You create a security group at the NSX Manager level.

Universal security groups are used in two types of deployments: active cross-vCenter NSX environments, and active standby cross-vCenter NSX environments, where one site is live at a given time and the rest are on standby.
  • Universal security groups in an active environment can contain the following included objects only: security groups, IP sets, MAC sets. You cannot configure dynamic membership or excluded objects.
  • Universal security groups in an active standby environment can contain the following included objects: security groups, IP sets, MAC sets, universal security tags. You can also configure dynamic membership using VM Name only. You cannot configure excluded objects.
Note:

Powered off VM's that are based on dynamic criteria such as Computer OS Name and Computer Name will not be included in Security Groups. Dynamic criteria is received by NSX only once when the VM is powered on. After being powered on, the guest details are synced to NSX Manager and remain with the NSX Manager even if the VM is later powered off.

Note: Universal security groups created prior to 6.3 cannot be edited for use in active standby deployments.

Prerequisites

If you are creating a security group based on Active Directory group objects, ensure that one or more domains have been registered with NSX Manager. NSX Manager gets group and user information as well as the relationship between them from each domain that it is registered with. See Register a Windows Domain with NSX Manager.

Procedure

  1. In the vSphere Web Client, click Networking & Security > Groups and Tags.
  2. Navigate to Security Group:
    • In NSX 6.4.1 and later, ensure that you are in the Security Groups tab.
    • In NSX 6.4.0, ensure that you are in the Grouping Objects > Security Group tab.
  3. If multiple IP addresses are available in the NSX Manager drop-down menu, select an IP address, or keep the default selection.
    • To manage universal security groups, the primary NSX Manager must be selected.
  4. Click Add or the Add New Security Group icon.
  5. Type a name and optionally a description for the security group.
  6. (Optional) If you are creating a universal security group, select Universal Synchronization or Mark this object for universal synchronization.
  7. (Optional) If you are creating a universal security group for use in an active standby deployment, select both Universal Synchronization / Mark this object for universal synchronization and Use for active standby deployments. Dynamic membership for universal security groups with active standby deployment is based on virtual machine name
  8. Click Next.
  9. On the Dynamic Membership page, define the criteria that an object must meet for it to be added to the security group you are creating. This gives you the ability to include virtual machines by defining a filter criteria with a number of parameters supported to match the search criteria.
    Note: If you are creating a universal security group, the Define dynamic membership step is not available in active active deployments. It is available in active standby deployments, based on virtual machine name only.
    For example, you may include a criterion to add all virtual machines tagged with the specified security tag (such as AntiVirus.virusFound) to the security group. Security tags are case sensitive.

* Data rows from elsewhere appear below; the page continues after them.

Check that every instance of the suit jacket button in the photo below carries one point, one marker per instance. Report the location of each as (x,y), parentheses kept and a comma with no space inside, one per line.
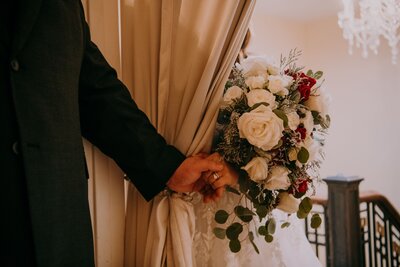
(16,148)
(14,65)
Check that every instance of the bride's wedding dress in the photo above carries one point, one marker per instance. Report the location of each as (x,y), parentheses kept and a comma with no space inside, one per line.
(290,246)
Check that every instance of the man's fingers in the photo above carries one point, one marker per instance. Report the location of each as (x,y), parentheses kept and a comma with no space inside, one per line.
(208,165)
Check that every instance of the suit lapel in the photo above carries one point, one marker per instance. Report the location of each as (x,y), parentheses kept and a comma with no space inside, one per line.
(28,11)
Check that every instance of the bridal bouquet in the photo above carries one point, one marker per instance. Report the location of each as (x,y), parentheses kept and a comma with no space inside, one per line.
(272,124)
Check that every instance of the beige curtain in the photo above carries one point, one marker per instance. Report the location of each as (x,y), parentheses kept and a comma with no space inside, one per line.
(176,57)
(106,186)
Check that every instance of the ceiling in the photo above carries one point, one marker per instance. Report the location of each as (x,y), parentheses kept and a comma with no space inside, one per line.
(302,10)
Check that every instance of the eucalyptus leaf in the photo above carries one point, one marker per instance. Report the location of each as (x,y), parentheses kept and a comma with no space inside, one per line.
(219,232)
(261,211)
(282,116)
(315,221)
(306,205)
(221,216)
(269,238)
(303,155)
(232,190)
(318,75)
(243,211)
(259,104)
(301,215)
(271,226)
(234,246)
(262,230)
(251,238)
(296,96)
(233,231)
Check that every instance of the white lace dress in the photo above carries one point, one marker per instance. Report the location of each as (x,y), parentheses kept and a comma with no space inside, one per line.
(289,248)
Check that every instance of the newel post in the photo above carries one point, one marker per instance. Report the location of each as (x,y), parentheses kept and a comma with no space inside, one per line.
(343,211)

    Or you can add all virtual machines containing the name W2008 and virtual machines that are in the logical switch global_wire to the security group.

    sec
  10. Click Next.
  11. On the Select objects to include page, select the tab for the resource you want to add and select one or more resources to add to the security group. You can include the following objects in a security group.
    Table 1. Objects that can be included in security groups and universal security groups.
    Security Group Universal Security Group
    • Other security groups to nest within the security group you are creating.
    • Cluster
    • Logical Switch
    • Network
    • Virtual App
    • Datacenter
    • IP sets
    • Directory Groups
      Note: The Active Directory configuration for NSX security groups is different from the AD configuration for vSphere SSO. NSX AD group configuration is for end users accessing guest virtual machines, while vSphere SSO is for administrators using vSphere and NSX. In order to consume these directory groups you must sync with Active Directory. See Identity Firewall Overview.
    • MAC Sets
    • Security tag
    • vNIC
    • Virtual Machine
    • Resource Pool
    • Distributed Virtual Port Group
    • Other universal security groups to nest within the universal security group you are creating.
    • Universal IP sets
    • Universal MAC sets
    • Universal Security Tag (active standby deployments only)
    The objects selected here are always included in the security group regardless of whether or not they match the criteria that you defined earlier on the Dynamic Membership page.

    When you add a resource to a security group, all associated resources are automatically added. For example, when you select a virtual machine, the associated vNIC is automatically added to the security group.

  12. Click Next and select the objects that you want to exclude from the security group.
    Note: If you are creating a universal security group, the Select objects to exclude step is not available.
    The objects selected here are always excluded from the security group regardless of whether or not they match the dynamic criteria.
  13. Click Next.
    The Ready to Complete window appears with a summary of the security group.
  14. Click Finish.

Example

Membership of a security group is determined as follows:

{Expression result (derived from Define dynamic membership) + Inclusions (specified in Select objects to include} - Exclusion (specified in Select objects to exclude)

This means that inclusion items are first added to the expression result. Exclusion items are then subtracted from the combined result.